My research

My research interests include galaxy formation and evolution in the early Universe: how the first stars and galaxies were formed, and how they subsequently brought about the Reionization of the Universe, a major phase transition that turned the neutral Universe back to a (mostly) ionised state.

In my current research, I am involved in multiple different projects with various collaborators at the Kavli Institute for Cosmology. I analyse both cosmological hydrodynamical simulations specifically aimed at accurately modelling the intergalactic medium, as well as observational data of high-redshift star-forming galaxies from several major observatories.

Together with my PhD supervisors, Dr Renske Smit and Prof Roberto Maiolino, and others, I’m working on data from the Very Large Telescope (VLT; in particular the MUSE and X-shooter instruments) and Atacama Large Millimeter/submillimeter Array (ALMA). With these observations, we are exploring the physical conditions of star formation in the very early Universe, and its implications for the subsequent evolution of galaxies up to the present day.

With Dr Ewald Puchwein, Dr Girish Kulkarni, Dr Renske Smit, Prof Martin Haehnelt, and Lewis Weinberger, I am involved in analysing the Sherwood simulation suite, a set of large-scale cosmological hydrodynamical simulations aiming to accurately model the intergalactic medium. Specifically, we are working on making theoretical predictions of the brightness of this vast reservoir of diffuse gas in the principle emission line of hydrogen, Lyman-alpha.

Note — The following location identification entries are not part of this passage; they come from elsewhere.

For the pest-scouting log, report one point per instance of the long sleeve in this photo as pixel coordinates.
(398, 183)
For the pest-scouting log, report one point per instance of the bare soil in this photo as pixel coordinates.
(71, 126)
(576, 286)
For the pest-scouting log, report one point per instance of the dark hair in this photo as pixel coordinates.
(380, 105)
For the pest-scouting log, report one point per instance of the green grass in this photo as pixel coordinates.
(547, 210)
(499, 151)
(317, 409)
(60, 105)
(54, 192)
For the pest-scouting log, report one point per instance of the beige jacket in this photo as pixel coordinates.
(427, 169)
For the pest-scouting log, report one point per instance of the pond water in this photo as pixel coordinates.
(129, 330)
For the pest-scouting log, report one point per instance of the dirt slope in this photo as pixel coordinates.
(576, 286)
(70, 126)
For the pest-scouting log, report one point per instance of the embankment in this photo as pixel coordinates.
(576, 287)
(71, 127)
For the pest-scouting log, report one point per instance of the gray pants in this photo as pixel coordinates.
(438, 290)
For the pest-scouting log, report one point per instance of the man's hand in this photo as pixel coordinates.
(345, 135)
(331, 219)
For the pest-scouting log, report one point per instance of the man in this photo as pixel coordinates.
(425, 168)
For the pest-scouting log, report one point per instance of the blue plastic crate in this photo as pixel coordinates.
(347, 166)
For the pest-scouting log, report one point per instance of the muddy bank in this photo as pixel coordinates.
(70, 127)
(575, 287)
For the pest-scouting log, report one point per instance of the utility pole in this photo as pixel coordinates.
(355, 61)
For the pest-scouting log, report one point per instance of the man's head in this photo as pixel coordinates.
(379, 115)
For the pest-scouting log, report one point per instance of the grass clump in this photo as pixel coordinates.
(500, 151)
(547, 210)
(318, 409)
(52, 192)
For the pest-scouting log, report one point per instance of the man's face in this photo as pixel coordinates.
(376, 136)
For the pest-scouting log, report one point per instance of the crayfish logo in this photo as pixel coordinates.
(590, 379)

The gas outside galaxies and their direct environments, collectively called the intergalactic medium, forms the bulk of visible matter in the Universe. Thus far, however, it has mostly eluded direct detection by even the most powerful telescopes (although the first studies are starting to uncover its faint glow). Our predictions for observing this signal with the MUSE spectrograph and similar spectrographs on the next generation of observatories are published as Witstok, J., et al., 2021, A&A, 650, A98.

Lyα surface brightness (SB) in simulated narrowband images in a simulation snapshot at z = 4.8. The SB shown is a combination of recombination emission (of all gas in the simulation) below the mirror limit (indicated on the colour bar as HM12), and collisional excitation of gas below half the critical self-shielding density. Panel a shows a region of 8 x 8 (cMpc/h)^2 (5.2 x 5.2 arcmin^2) on a pixel grid of 1024 × 1024. Panels b-d show Lyα narrowband images the size of 1 x 1 arcmin^2 consisting of 300 x 300 pixels (as the field of view of MUSE). The volume probed by one of these narrowband images at this redshift is 2.84 (cMpc/h)^3. The areas covered by these maps are indicated by the white squares in the overview panel a. Halos with halo mass greater than 10^9.5 solar masses are shown as circles, their size indicating their projected virial radius. The most massive halo in each panel is annotated. Figure 8 from Witstok et al. (2021).